Advanced Track Do this after finishing Chapters 01-14.

Estimated Time

  • Reading: 30-40 min
  • Lab: 60-90 min
  • Quiz: 15-20 min

Prerequisites

  • Core track (Chapters 01-14) completed.
  • GitOps promotion and observability workflows available.

Source Code References

  • canary.example.yaml Members

Sign in to view source code.

What You Will Produce

A go/no-go evidence package: rollout results, remediation notes, and explicit rollback conditions.

Module: Progressive Delivery

Learning Objectives

By the end of this chapter, you will be able to:

  • Configure Flagger canary analysis with weighted rollout progression
  • Define Prometheus-driven abort criteria for canary deployments
  • Execute controlled traffic shifting via Traefik ingress-level control
  • Analyze canary metrics to make informed promotion or rollback decisions

Start with the video for the concept overview, then work through each lesson section.

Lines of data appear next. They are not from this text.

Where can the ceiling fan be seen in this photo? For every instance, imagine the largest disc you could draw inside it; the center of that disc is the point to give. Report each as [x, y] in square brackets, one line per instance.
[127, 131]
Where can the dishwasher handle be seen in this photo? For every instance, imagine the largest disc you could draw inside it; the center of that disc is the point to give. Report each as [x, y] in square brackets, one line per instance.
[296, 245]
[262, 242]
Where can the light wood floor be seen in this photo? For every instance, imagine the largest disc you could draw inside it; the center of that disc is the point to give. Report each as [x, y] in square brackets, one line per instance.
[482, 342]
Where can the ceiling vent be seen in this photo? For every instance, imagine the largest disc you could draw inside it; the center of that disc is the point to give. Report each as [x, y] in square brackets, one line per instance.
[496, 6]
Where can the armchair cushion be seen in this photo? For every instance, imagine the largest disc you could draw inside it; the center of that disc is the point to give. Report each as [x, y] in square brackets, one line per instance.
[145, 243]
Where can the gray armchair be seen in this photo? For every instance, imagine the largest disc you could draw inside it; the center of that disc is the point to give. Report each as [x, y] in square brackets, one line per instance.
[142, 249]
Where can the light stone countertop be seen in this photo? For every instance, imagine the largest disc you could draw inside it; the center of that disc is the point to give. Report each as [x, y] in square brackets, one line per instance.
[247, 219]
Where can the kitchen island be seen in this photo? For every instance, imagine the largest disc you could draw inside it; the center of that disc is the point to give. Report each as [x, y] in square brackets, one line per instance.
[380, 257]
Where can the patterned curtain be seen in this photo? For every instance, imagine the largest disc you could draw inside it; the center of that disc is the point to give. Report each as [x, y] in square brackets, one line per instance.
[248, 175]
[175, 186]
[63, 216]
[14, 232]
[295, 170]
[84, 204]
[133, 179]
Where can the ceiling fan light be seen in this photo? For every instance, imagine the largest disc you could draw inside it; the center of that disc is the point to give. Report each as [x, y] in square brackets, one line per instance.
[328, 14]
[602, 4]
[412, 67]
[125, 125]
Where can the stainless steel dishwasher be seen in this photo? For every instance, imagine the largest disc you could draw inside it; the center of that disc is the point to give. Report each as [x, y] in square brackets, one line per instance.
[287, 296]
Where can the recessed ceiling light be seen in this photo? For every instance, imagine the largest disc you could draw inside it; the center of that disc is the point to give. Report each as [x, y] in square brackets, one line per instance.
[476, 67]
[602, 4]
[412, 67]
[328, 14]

A deployment reaches 100% of production traffic instantly. A hidden bug causes a global outage. In this module, we implement Progressive Delivery using Flagger to move away from high-risk “all-or-nothing” deployments toward automated, metric-driven canary releases.


1. The Problem: The “Big-Bang” Failure

Traditional “all-at-once” deployments have a 100% blast radius. If a bug reaches production, every single user is affected simultaneously. Manual rollbacks are slow and error-prone, leading to extended downtime and a high-stress environment for responders.

2. The Concept: Metric-Driven Canaries

We use Flagger to shift traffic incrementally while automatically analyzing system health.

  1. Initial Shift: Route a tiny fraction of traffic (e.g., 5%) to the new version.
  2. Analysis: The system checks real-time metrics (latency, error rate) from Prometheus.
  3. Automated Promotion: If healthy, traffic weight increases step-by-step.
  4. Automated Rollback: If metrics degrade, Flagger reverts to the stable version instantly, before the majority of users even notice.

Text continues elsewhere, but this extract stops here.